How old are you, anyway, Dr. Rose? You say thirty, but I don't believe that. You're not even my age, I suspect, and what's worse you look like a twelve-year-old. How am I supposed to have confidence in you? Do you honestly think you're going to be an adequate substitute for your father? It was he I agreed to see, by the way. Did I mention that when we first met? I doubt it. I felt too sorry for you. The only reason I decided to stay, by the way, when I walked into the office and saw you instead of him is that you looked so pathetic sitting there, dressed all in black as if that could make you look like someone competent to handle people's mental crises.
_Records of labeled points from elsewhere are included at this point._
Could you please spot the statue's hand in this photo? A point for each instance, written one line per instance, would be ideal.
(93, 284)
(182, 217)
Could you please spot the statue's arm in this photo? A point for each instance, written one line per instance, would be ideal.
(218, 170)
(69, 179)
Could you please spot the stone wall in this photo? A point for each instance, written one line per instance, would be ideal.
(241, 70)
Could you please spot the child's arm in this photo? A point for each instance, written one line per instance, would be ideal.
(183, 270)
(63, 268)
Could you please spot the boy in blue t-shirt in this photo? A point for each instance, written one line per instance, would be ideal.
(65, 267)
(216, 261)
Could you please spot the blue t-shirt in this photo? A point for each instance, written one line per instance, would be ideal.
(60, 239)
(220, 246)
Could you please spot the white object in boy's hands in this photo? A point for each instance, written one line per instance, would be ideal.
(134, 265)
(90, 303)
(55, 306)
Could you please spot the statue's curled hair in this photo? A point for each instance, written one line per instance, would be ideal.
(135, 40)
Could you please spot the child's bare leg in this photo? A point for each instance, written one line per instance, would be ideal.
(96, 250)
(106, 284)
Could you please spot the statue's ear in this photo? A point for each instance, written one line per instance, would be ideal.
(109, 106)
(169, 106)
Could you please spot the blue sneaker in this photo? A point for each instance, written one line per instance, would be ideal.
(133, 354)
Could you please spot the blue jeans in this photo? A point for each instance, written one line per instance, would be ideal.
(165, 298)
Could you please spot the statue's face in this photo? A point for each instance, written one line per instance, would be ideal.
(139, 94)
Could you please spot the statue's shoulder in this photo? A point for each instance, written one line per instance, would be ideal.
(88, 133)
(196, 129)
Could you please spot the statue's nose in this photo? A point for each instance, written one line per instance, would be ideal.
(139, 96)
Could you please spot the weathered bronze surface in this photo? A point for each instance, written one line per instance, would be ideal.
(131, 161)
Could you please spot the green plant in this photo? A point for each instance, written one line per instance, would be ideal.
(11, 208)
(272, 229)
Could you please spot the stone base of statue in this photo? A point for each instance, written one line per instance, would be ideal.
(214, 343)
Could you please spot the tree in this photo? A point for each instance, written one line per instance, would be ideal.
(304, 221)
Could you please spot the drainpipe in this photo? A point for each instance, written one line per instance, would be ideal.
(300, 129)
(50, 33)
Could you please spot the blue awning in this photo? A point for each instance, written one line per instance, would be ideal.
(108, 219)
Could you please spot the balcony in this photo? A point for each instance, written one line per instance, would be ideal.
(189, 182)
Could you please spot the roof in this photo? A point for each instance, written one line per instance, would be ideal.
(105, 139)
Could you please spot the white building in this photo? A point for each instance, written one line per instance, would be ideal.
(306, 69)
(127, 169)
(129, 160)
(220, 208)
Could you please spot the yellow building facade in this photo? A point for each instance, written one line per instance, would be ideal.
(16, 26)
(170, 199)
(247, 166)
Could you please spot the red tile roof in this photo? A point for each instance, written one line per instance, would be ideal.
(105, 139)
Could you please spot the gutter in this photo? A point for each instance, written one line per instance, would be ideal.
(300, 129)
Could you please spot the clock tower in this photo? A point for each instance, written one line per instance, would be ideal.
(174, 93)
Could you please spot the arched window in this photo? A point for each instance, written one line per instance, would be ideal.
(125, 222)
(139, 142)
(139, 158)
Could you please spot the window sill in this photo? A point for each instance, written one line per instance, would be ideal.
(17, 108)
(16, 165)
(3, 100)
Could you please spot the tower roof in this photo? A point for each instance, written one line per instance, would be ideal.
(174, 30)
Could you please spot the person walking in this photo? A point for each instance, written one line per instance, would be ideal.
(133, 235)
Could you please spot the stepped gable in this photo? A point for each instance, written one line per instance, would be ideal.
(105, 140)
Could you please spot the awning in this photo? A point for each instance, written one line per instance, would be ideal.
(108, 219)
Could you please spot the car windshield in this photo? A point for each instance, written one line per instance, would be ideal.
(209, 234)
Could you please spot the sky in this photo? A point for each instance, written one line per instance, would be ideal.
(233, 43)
Mental? you ask me, leaping onto the word as if it were a runaway train. So you've decided to accept the conclusion of the neurologist? Are you satisfied with that? You don't need any further tests in order to be convinced? That's very good, Gideon. That's a fine step forward. It will make our work together easier if you've been persuaded that there's no physiological explanation for what you're experiencing.
How well spoken you are, Dr. Rose. A voice like velvet. What I should have done was turn straight round and come back home as soon as you opened your mouth. But I didn't because you manoeuvred me into staying, didn't you, with that "I wear black because my husband died" nonsense. You wanted to evoke my sympathy, didn't you? Forge a bond with the patient, you've been told. Win his trust. Make him suggestible.
Where's Dr. Rose? I ask you as I enter the office.
You say, I'm Dr. Rose. Dr. Alison Rose. Perhaps you were expecting my father? He had a stroke eight months ago. He's recovering now, but it's going to take some time, so he's not able to see patients just now. I've taken over his practise.
And away you go, chatting about how it came about that you returned to London, about how you miss Boston, but that's all right because the memories were too painful there. Because of him, because of your husband, you tell me. You even go so far as to give me his name: Tim Freeman. And his disease: colon cancer. And how old he was when he died: thirty-seven. And how you'd put off having children because you'd been in medical school when you first got married and when it finally came time to think of reproducing, he was fighting for his life and you were fighting for his life as well and there was no room for a child in that battle.
And I, Dr. Rose, felt sorry for you. So I stayed. And as a result of that staying, I'm now sitting at the first-floor window overlooking Chalcot Square. I'm writing this rubbish with a biro so that I can't erase anything, per your instructions. I'm using a loose-leaf notebook so that I can add where necessary if something miraculously comes to me later. And what I'm not doing is what I ought to be doing and what the whole world expects me to be doing: standing side by side with Raphael Robson, making that infernal ubiquitous nothing between the notes disappear.
Raphael Robson? I can hear you query. Tell me about Raphael Robson, you say.
I had milk in my coffee this morning, and I'm paying for it now, Dr. Rose. My stomach's on fire. The flames are licking downwards through my gut. Fire moves up, but not inside me. It happens the opposite, and it always feels the same. Common distension of the stomach and the bowels, my GP tells me. Flatus, he intones, as if he's offering me a medical benediction. Charlatan, quack, and fourth-rate saw-bones. I've got something malignant devouring my intestines and he calls it wind.
Tell me about Raphael Robson, you repeat.
Why? I ask. Why Raphael?
Because he's a place to start. Your mind is giving you the place to start, Gideon. That's how this process is going to work.
But Raphael isn't the beginning, I inform you. The beginning is twenty-five years ago, in a Peabody House, in Kensington Square.